When it comes to making financially smart decisions, saving and investing experts are typically quick to tell us that only rubes rely on rules of thumb.

Finance pros are often dismissive of anything but a refined approach that is focused on delivering optimal outcomes. (Which, not coincidentally, plays into their career advancement/compensation.)

And yet that attitude creates its own risk: that we all become so cowed or overwhelmed by all the details of advanced theories and strategies that we end up letting the pursuit of the perfect be the enemy of the good: We freeze up and do nothing.

But as a recent report from Morningstar lays out, academic research has found that sometimes, simple financial rules of thumb can, in certain situations, work out just fine.

Morningstar itself set out to take a dive into researching what sort of financial rules of thumb are popular and, more importantly, which ones might be effective.

Popular financial rules of thumb

Nearly 900 study participants were presented with a series of financial rules across four broad categories and asked which ones they used the most.


Debt management: Both “pay more than the minimum payment” and “always pay debt in full when possible” were used by 67% of participants.

Spending: 72% used “don’t spend more than you make,” followed closely by “make list for shopping” at 71%.

Saving: Both “save as much as you can” and “separate your saving and spending accounts” were used by 69% of participants.

Investing: Diversifying your assets was the most popular rule of thumb, at 63%, followed by “invest in line with your risk tolerance” at 62%.

Financial rules of thumb that seem to work

The study participants were also asked a series of questions that enabled the researchers to assess their general level of financial well-being, based on the Financial Well-Being Scale developed by the Consumer Financial Protection Bureau.

The CFPB Financial Well-Being scale requires participants to rate, on a five-point scale ranging from “completely” to “not at all,” their personal assessment of 10 statements including “I am getting by financially,” “I could handle a major unexpected expense” and “My finances control my life.”


The researchers then looked to see which rules of thumb had the highest correlation to financial well-being. Interestingly, they were not necessarily the most popular rules of thumb.

The five rules with the strongest relationship to financial well-being:

— Always pay debt in full when possible.

— Save at least 10% to 30% of your income a month.

— Invest in line with your risk tolerance.

— Don’t spend more than you make.

— Have an emergency fund to cover three to six months’ of living expenses.

The researchers are careful to point out that this is just a correlation; more research is needed to understand the extent to which a given rule of thumb actually causes one’s financial well-being to be higher. But there’s no arguing that if you follow through on those rules of thumb you’d likely be feeling pretty darn good about your finances.

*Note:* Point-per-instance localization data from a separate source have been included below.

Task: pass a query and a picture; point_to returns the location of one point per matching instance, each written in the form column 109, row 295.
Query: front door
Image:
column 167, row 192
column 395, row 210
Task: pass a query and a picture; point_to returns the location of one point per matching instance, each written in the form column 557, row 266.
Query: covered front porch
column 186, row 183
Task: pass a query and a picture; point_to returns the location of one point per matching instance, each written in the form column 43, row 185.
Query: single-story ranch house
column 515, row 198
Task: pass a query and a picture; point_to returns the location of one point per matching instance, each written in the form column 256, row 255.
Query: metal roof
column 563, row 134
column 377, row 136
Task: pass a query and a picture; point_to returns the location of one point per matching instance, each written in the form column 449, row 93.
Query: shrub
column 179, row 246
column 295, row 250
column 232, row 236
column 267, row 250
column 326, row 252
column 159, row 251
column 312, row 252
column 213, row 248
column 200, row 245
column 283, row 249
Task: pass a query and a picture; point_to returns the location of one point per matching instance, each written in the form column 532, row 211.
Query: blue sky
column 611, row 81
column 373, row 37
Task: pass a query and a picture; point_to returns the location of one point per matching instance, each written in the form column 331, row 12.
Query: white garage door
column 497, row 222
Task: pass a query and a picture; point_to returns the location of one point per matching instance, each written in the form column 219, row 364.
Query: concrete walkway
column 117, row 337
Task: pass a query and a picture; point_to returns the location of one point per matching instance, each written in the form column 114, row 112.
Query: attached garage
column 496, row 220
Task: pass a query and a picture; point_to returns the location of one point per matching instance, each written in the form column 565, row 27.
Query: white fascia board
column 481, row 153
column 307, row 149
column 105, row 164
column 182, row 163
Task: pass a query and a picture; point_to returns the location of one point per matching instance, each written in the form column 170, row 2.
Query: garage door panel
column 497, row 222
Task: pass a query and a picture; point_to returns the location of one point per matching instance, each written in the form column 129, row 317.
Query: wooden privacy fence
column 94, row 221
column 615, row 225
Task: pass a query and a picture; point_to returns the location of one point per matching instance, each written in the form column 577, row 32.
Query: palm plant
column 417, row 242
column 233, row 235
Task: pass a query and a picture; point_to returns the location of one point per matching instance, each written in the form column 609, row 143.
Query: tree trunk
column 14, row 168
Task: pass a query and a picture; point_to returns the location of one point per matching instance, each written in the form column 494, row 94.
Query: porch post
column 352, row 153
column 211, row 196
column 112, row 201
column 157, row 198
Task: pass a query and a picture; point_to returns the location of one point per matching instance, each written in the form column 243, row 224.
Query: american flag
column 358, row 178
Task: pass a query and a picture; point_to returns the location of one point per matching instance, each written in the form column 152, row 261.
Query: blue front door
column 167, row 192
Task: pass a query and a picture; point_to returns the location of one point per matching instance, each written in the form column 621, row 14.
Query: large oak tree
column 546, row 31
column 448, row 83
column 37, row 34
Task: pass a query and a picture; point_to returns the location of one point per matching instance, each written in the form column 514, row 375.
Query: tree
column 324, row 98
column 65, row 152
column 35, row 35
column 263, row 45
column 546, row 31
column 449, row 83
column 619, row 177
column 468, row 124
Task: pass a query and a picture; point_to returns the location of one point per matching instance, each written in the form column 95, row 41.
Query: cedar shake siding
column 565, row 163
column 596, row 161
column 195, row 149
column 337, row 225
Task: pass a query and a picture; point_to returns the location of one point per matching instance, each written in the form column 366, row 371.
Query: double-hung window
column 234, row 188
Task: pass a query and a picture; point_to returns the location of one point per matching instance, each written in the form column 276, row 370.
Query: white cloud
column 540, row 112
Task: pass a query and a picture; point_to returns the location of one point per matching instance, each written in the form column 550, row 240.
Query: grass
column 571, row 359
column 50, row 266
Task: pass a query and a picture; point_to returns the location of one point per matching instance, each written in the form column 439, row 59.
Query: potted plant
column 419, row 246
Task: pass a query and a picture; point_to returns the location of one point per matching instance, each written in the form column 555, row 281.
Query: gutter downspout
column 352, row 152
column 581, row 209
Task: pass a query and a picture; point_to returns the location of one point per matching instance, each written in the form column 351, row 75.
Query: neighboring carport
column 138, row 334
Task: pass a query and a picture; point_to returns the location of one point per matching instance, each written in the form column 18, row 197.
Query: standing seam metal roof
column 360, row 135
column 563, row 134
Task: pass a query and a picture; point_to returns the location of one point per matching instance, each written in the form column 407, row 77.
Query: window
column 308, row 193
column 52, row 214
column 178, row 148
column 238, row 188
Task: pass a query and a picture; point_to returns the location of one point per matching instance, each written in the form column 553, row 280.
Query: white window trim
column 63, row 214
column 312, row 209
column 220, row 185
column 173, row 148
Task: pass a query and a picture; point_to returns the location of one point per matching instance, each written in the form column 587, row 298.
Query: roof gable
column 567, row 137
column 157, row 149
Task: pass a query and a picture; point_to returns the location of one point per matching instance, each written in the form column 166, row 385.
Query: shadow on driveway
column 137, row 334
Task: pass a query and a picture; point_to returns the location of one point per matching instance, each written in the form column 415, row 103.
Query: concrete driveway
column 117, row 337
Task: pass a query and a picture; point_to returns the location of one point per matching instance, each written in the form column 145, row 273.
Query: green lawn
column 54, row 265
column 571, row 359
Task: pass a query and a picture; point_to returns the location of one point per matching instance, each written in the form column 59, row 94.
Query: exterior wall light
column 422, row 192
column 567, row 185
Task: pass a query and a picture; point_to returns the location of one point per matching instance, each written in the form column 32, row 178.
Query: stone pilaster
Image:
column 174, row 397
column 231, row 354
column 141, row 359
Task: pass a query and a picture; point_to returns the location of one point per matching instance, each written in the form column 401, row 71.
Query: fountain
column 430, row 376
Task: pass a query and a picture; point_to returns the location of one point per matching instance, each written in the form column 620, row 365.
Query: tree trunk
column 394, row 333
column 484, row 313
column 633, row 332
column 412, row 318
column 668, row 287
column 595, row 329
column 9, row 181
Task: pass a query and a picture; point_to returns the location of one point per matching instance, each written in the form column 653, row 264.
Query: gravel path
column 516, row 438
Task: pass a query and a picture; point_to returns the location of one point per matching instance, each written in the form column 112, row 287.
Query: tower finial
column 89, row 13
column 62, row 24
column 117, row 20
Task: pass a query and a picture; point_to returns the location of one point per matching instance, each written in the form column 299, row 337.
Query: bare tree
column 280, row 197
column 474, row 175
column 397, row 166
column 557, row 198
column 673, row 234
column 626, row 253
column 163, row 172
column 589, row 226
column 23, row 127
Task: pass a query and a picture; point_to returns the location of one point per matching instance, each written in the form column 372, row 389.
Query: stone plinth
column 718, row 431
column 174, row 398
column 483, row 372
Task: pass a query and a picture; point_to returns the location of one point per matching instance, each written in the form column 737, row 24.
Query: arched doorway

Be specific, and make it as easy as possible

The researchers turned up a few examples where well-intentioned but vague rules of thumb were more associated with people who scored low on the well-being index. The rule of thumb “try to find extra ways to earn money” had the worst negative correlation with financial well-being, and “pay yourself first” also fell sort of flat. That might suggest that the less specific a rule of thumb is, the harder it is to put into action.

To that end, the more tenacity and willpower you need to exert to keep at a rule of thumb, the harder it will be to stick with it. The good news is that so much of your financial life can be automated. Whether it’s auto-bill pay, automated bank transfers from your checking account into a designated savings account, and automated contributions to retirement accounts (through work or your own IRA), technology is standing by ready to help you make a habit of the financial moves that can build financial security.